Dios confirmó todo esto con abundancia de milagros: innúmeras veces pasó los ríos a pie enjuto; dio de comer prodigiosamente a los religiosos necesitados; curó enfermos; profetizó; plantó su báculo en tierra y se desarrolló en una higuera que aún hoy se conserva; atravesó tempestades sin que la lluvia calara sus vestidos, y en una de nieve ésta le respetó hasta el punto de formar a su alrededor una especie de tienda blanca. Y sobre todas estas cosas el auténtico milagro de su penitencia.

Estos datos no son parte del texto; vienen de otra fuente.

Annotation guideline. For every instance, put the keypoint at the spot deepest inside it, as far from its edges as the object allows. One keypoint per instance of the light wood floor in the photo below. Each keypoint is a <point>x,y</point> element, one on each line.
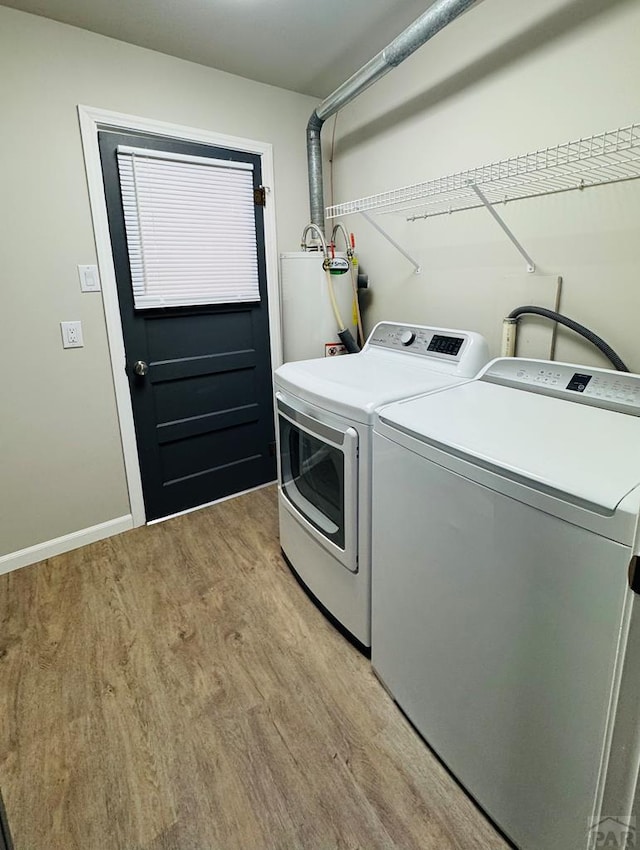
<point>173,688</point>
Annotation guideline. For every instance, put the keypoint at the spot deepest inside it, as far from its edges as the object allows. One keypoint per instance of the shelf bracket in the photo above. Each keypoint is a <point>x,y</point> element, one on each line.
<point>531,266</point>
<point>384,233</point>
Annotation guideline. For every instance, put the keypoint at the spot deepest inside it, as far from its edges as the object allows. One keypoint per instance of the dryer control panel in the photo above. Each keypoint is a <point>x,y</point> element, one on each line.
<point>598,387</point>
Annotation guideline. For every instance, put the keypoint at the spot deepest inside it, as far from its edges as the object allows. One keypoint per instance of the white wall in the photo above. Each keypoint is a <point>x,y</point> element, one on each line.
<point>61,466</point>
<point>506,78</point>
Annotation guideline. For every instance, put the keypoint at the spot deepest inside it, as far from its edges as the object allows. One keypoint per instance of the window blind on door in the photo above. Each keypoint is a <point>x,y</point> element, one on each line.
<point>190,225</point>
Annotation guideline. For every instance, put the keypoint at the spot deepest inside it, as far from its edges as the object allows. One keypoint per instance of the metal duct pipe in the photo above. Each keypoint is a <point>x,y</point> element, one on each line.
<point>436,17</point>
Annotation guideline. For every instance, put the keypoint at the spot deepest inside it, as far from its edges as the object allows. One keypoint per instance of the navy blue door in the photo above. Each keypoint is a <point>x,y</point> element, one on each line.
<point>203,412</point>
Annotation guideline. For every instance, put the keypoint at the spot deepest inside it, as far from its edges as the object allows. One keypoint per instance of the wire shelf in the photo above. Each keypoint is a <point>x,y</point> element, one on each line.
<point>603,158</point>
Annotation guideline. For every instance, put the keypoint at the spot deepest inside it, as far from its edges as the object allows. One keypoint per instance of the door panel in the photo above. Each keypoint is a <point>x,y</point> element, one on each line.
<point>203,412</point>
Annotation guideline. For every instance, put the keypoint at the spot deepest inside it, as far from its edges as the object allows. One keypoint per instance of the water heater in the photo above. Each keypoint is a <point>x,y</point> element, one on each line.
<point>308,325</point>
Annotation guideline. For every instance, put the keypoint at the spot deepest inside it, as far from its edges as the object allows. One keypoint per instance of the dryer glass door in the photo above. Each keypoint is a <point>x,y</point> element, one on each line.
<point>318,476</point>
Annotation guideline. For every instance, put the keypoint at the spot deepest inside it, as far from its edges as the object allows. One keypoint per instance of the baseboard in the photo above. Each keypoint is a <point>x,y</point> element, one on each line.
<point>33,554</point>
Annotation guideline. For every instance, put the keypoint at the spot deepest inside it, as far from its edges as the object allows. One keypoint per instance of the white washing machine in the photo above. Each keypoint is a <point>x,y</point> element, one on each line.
<point>504,617</point>
<point>325,413</point>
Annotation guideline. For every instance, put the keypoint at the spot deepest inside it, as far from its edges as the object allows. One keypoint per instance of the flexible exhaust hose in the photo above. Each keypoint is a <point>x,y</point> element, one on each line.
<point>599,343</point>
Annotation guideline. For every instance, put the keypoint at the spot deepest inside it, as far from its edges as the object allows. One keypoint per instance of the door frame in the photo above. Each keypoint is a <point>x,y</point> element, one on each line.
<point>91,121</point>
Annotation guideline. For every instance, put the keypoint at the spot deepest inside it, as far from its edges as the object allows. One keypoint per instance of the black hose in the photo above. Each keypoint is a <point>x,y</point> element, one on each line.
<point>346,338</point>
<point>606,349</point>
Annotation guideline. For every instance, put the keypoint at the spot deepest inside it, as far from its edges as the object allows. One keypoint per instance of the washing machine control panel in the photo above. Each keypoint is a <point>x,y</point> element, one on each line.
<point>597,387</point>
<point>428,342</point>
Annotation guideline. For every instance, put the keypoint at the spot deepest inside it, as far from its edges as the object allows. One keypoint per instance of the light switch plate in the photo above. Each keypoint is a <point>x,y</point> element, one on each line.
<point>89,278</point>
<point>71,334</point>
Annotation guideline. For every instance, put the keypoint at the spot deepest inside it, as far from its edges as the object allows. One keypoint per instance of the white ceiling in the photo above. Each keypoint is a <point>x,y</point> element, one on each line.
<point>302,45</point>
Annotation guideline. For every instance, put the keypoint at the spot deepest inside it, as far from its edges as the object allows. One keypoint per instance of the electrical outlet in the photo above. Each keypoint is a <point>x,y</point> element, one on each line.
<point>71,334</point>
<point>89,278</point>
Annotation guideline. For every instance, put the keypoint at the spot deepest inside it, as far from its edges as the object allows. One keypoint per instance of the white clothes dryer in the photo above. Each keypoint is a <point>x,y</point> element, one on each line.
<point>325,411</point>
<point>505,617</point>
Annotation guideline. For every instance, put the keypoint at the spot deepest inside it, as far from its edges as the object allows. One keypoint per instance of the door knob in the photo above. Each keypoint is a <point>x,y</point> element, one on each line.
<point>140,367</point>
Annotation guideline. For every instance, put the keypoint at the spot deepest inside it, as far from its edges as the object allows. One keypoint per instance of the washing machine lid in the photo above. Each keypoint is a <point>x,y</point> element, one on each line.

Aún, sin embargo, nos falta conocer el aspecto más original del Santo: su espíritu reformador. No solamente ayuda mucho a Santa Teresa para implantar la reforma carmelitana; no se contenta con ayudar a un religioso a la fundación de una provincia franciscana reformada en Portugal, sino que él mismo funda con licencia pontificia la provincia de San José, que produjo a la Iglesia mártires, beatos y santos de primera talla. Si bien él mismo había tomado el hábito en una provincia franciscana austerísima, la de San Gabriel, quiso elevar la pobreza y austeridad a una mayor perfección, mediante leyes a propósito y, sobre todo, deseó extender por todo el mundo el genuino espíritu franciscano que llevaba en las venas, cosa que, por azares históricos, estaba prohibido a la dicha provincia de San Gabriel, que sólo podía mantener un limitado número de conventos. Con muchas contradicciones dio comienzo a su obra en 1556, en el convento de El Pedroso, y pronto la vio extendida a Galicia, Castilla, Valencia; más tarde China, Filipinas, América. Los alcantarinos eran proverbio de santidad entre el pueblo y los doctos por su vida maravillosamente penitentes. Dice un biógrafo que vivían en sus conventos –diminutos, desprovistos de toda comodidad– una vida que más bien tenía visos de muerte. Cocinaban una vez por semana, y aquel potaje se hacía insufrible al mejor estómago. Sus celdas parecían sepulcros. La oración era sin límites, igual que las penitencias corporales. Y si bien es cierto que las constituciones dadas por el Santo son muy moderadas en cuanto a esto, sin exigir mucho más allá que las demás reformas franciscanas conocidas, no se puede dudar que su poderosísimo espíritu dejó en sus seguidores una imborrable huella y un deseo extremo de imitación. Y es sorprendente el genuino espíritu franciscano que les comunicó, ya que tal penitencia no les distanciaba del pueblo, antes los unía más a él. Construían los conventos junto a pueblos y ciudades, mezclándose con la gente a través del desempeño del ministerio sacerdotal, en la ayuda a los párrocos, enseñanza a los niños; siempre afables y corteses, penitentes y profundamente humanos.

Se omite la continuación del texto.